Today was a hopeful sign of healing. Today I feel different than I’ve ever felt and I think it’s because the different approach I’ve taken. Which is, my decision to “come out” as a multiple. I have all the usual problems, but I have more support than ever in my life. A boyfriend, family, friends, AND a place of employment all educated about our Dissociative Identity Disorder and complex Post Traumatic Stress Disorder. All these people, this big circle of a safety net, allows us to learn to accept ourselves even with our faults because they do. I’ve been having a lot more days that I feel co-conscious with everyone and there have been like these moments of mini-fusion where we feel “all-together.” It’s just so hard to explain.

So, tonight was one of those nights I felt all together. Like we all were present. Like we all were calm. I started to freak out for a second because I wasn’t used to this. I thought it was just me numb, but I wasn’t numb. I thought it was me alone and blocked from the others…but they all were there. Quiet, listening intently. I handled stress OK and when I got upset I dealt with it…..Dare we say, “like a normal adult.” Ha-ha. It didn’t really occur to me until I got home later that I was just walking around like a functioning system. I was the one leading but I didn’t feel like just me…It’s the strangest feeling to describe.

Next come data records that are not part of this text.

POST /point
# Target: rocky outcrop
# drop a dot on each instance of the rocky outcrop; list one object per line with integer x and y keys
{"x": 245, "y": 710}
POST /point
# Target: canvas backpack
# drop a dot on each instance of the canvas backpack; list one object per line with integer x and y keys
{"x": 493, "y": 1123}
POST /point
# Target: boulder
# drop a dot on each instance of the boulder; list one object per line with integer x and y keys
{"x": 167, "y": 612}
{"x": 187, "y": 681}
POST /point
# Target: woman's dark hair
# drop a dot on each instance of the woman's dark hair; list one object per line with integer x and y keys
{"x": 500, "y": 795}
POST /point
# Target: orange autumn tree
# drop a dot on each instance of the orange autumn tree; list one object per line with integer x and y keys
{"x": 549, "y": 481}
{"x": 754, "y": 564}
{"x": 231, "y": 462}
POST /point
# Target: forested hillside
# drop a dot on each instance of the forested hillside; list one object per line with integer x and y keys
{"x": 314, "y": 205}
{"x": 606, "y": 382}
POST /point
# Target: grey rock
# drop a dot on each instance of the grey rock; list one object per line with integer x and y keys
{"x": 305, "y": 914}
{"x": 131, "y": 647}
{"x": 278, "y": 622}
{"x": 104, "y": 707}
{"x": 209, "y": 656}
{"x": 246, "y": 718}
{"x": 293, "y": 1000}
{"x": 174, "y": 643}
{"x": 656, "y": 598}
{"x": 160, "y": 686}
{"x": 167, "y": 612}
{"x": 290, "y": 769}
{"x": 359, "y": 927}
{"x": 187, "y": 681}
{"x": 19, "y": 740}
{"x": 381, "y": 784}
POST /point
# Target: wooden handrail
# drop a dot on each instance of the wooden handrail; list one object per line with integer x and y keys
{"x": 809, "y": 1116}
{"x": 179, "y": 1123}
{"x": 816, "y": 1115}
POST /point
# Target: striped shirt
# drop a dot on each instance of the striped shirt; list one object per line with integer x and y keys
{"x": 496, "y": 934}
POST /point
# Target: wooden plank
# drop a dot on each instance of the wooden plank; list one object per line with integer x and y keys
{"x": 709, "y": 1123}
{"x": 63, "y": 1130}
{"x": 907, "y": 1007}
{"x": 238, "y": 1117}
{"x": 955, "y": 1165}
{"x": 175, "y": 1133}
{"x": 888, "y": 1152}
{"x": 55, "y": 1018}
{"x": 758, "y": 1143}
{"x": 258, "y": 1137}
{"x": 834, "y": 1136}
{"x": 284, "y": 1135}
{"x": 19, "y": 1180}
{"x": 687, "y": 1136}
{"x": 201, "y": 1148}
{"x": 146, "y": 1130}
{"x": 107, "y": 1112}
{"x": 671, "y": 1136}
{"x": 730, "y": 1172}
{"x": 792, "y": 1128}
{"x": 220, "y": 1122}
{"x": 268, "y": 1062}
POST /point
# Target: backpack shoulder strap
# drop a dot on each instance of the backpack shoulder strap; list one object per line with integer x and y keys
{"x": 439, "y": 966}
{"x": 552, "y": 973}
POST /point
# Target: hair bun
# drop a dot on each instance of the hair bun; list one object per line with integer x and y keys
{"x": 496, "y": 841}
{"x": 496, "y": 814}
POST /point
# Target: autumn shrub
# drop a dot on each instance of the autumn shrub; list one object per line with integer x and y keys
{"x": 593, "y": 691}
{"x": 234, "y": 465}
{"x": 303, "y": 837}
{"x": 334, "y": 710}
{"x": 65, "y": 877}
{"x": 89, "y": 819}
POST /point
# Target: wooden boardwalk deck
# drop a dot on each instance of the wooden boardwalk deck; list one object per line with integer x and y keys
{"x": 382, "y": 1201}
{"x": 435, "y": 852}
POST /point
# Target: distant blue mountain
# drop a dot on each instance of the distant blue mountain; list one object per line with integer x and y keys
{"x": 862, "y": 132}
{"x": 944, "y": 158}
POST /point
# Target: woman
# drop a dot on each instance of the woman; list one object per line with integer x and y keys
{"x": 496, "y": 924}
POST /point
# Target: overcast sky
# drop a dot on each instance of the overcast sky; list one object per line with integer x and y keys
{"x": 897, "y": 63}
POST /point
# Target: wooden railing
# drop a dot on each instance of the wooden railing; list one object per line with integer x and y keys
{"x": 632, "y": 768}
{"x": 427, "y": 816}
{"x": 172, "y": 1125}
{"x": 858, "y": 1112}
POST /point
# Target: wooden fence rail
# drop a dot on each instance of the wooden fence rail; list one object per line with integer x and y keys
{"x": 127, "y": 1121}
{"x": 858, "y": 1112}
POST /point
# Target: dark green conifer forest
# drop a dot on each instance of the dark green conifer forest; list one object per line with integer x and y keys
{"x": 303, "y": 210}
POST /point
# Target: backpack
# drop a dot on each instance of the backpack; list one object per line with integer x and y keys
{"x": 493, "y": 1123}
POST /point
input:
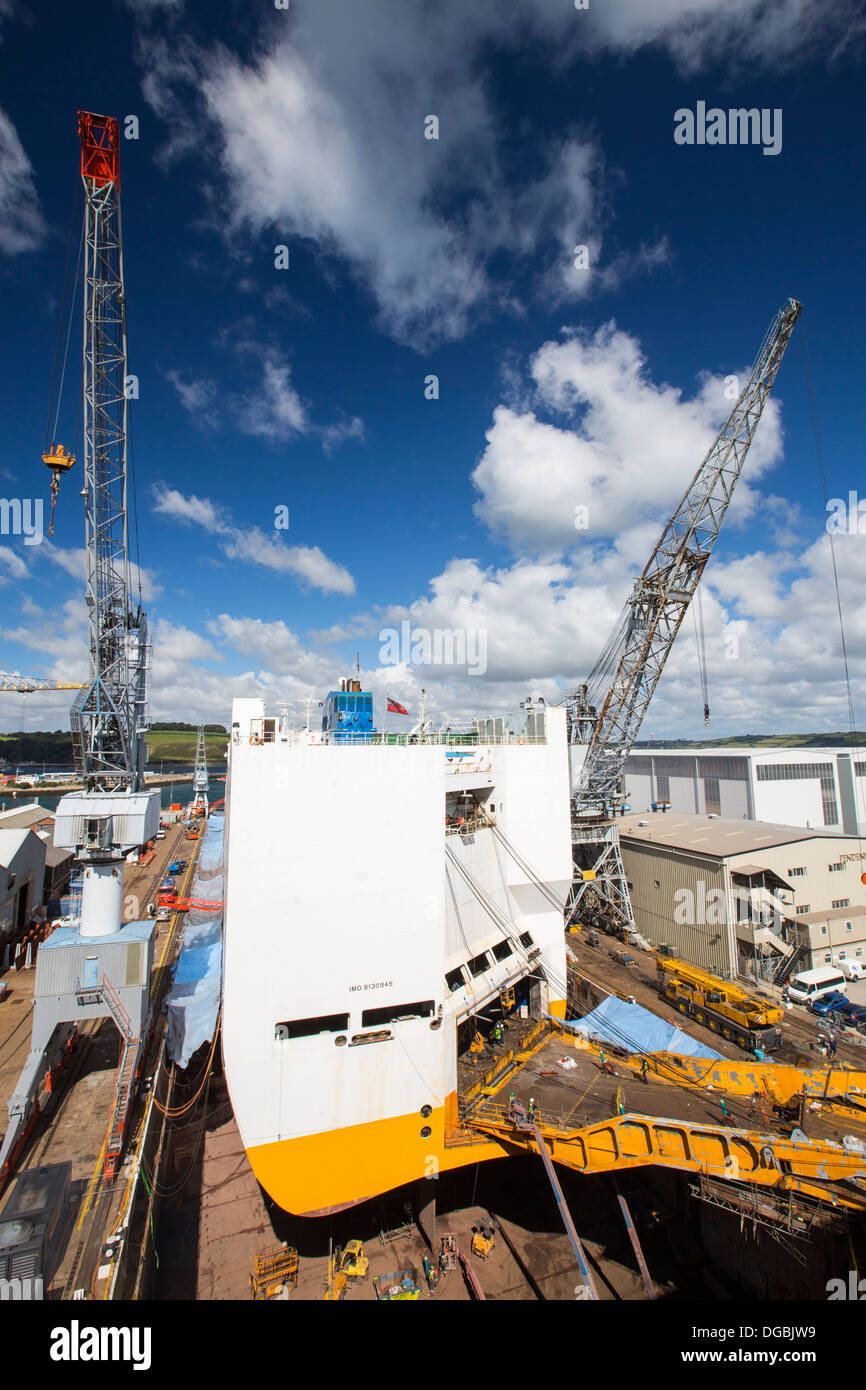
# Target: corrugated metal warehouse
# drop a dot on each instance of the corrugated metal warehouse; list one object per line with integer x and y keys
{"x": 730, "y": 894}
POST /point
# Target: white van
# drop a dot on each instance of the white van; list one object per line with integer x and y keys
{"x": 811, "y": 984}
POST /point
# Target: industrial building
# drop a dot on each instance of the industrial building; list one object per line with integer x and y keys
{"x": 812, "y": 787}
{"x": 27, "y": 818}
{"x": 744, "y": 897}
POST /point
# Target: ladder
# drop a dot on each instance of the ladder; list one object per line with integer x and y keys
{"x": 120, "y": 1105}
{"x": 116, "y": 1007}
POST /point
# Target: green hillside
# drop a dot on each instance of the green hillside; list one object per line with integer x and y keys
{"x": 761, "y": 741}
{"x": 180, "y": 747}
{"x": 166, "y": 745}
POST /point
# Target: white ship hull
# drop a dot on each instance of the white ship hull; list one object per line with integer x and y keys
{"x": 344, "y": 905}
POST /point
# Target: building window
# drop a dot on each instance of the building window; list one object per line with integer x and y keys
{"x": 799, "y": 772}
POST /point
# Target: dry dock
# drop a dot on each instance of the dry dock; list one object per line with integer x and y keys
{"x": 74, "y": 1119}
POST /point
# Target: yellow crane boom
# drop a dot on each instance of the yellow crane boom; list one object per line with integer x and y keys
{"x": 28, "y": 684}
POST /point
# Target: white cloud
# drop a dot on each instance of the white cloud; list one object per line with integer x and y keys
{"x": 198, "y": 396}
{"x": 193, "y": 510}
{"x": 180, "y": 644}
{"x": 274, "y": 409}
{"x": 253, "y": 546}
{"x": 21, "y": 223}
{"x": 321, "y": 139}
{"x": 307, "y": 563}
{"x": 630, "y": 449}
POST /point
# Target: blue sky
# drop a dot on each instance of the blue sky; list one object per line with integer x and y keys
{"x": 558, "y": 387}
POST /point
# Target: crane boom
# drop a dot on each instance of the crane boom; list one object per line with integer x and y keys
{"x": 27, "y": 684}
{"x": 665, "y": 590}
{"x": 109, "y": 716}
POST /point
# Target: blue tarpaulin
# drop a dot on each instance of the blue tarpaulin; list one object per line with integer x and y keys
{"x": 193, "y": 1000}
{"x": 637, "y": 1029}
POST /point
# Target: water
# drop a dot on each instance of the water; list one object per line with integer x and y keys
{"x": 181, "y": 792}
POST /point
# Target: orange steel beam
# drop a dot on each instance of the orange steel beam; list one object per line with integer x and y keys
{"x": 730, "y": 1154}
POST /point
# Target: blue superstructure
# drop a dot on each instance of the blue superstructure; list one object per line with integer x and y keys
{"x": 348, "y": 710}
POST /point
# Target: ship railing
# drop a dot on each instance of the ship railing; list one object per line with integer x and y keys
{"x": 469, "y": 827}
{"x": 394, "y": 740}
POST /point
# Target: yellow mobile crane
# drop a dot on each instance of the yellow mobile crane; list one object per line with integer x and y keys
{"x": 28, "y": 684}
{"x": 720, "y": 1004}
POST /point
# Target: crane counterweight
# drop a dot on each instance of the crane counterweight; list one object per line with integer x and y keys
{"x": 606, "y": 712}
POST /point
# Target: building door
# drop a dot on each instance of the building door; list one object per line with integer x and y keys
{"x": 22, "y": 904}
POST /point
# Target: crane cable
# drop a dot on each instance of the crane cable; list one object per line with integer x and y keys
{"x": 836, "y": 577}
{"x": 701, "y": 648}
{"x": 49, "y": 432}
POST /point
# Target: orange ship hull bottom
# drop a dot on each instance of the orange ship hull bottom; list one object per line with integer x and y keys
{"x": 321, "y": 1173}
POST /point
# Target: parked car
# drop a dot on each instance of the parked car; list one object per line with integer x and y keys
{"x": 833, "y": 1002}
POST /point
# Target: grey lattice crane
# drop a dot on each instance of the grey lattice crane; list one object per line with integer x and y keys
{"x": 199, "y": 777}
{"x": 608, "y": 710}
{"x": 100, "y": 965}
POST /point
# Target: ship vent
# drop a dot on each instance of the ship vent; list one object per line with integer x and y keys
{"x": 309, "y": 1027}
{"x": 396, "y": 1014}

It was deeper than just “co-consciousness” with the people in this brain. It was like coexistence. They are my parallels. They exist in a parallel world. We all flow together. I don’t know, I wish I had better words to describe this without sounding quite so “new age-y” hahaha.

For all intents and purposes, today we all were Jess*–minus the dissociative. There were moments of dissociation, but it was like controlled dissociation without the disorder. It was done in order to communicate internally while functioning externally. It is currently the best way to communicate as a “whole entity” in one body.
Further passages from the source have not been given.